Dear Editor,
As someone who grew up in the shadow of old Boston City Hospital where my dad was employed for over 35 years, I remember back in the late ‘60s when the issue of drug addiction first, then homelessness, plagued the neighborhood around Worcester Square. I lived on East Springfield Street for many years growing up in my old hood.
I remember when the first methadone clinic opened up in the ground floor of the old Outpatient Building across the street from the City Spa Cafeteria where I worked my way through college. The methadone quickly became public enemy number one as clients to the clinic started making the immediate neighborhood nervous as they hung around all day doing good things but many bad things too. Some were using the area surrounding the clinic as their public restrooms, others were caught trying to sell their stuff, etc. I remember talking with Dr. Patch who opened this clinic back then. He was really trying to help these clients find freedom from their addictions.
Eventually, the clinic was re-located away from the neighborhood to a more isolated area back off Albany Street. Apparently, issues over placement of these clinics that started back in 1969 continue to this day.
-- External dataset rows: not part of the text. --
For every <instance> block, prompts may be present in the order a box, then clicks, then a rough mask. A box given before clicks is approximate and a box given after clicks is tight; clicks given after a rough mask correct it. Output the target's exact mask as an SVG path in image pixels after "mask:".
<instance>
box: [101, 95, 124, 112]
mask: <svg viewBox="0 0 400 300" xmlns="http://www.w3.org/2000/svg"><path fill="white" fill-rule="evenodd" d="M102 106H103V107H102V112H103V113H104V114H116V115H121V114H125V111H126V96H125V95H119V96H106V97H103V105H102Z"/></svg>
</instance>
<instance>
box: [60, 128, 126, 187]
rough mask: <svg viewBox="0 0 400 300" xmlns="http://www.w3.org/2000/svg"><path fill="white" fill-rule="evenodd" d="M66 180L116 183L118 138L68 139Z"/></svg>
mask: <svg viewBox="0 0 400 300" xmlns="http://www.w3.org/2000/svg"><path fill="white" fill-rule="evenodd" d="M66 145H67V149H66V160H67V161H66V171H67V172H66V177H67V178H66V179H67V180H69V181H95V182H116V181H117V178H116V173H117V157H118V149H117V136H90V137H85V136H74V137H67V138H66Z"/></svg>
I can remember back then as a 22 year old upset with the powers-that-be thinking that my neighborhood must have been useless because someone was always proposing a clinic, a shelter, something all the time as if we were the dumping ground for all society’s problems. Hey, at least today, clinics or shelters always come before the neighborhood to dialogue directly.
As City Councilor Frank Baker has said, “This neighborhood is going through a very, very tough time.” Might I add going back to when I was a young college student working behind the counter at the City Spa. After over 45 years now, residents of this little patch of the South End I called home have been treated like lab rats, testing theories on social issues. It is time to free this neighborhood from the addiction of social workers who can’t see the forest from the trees.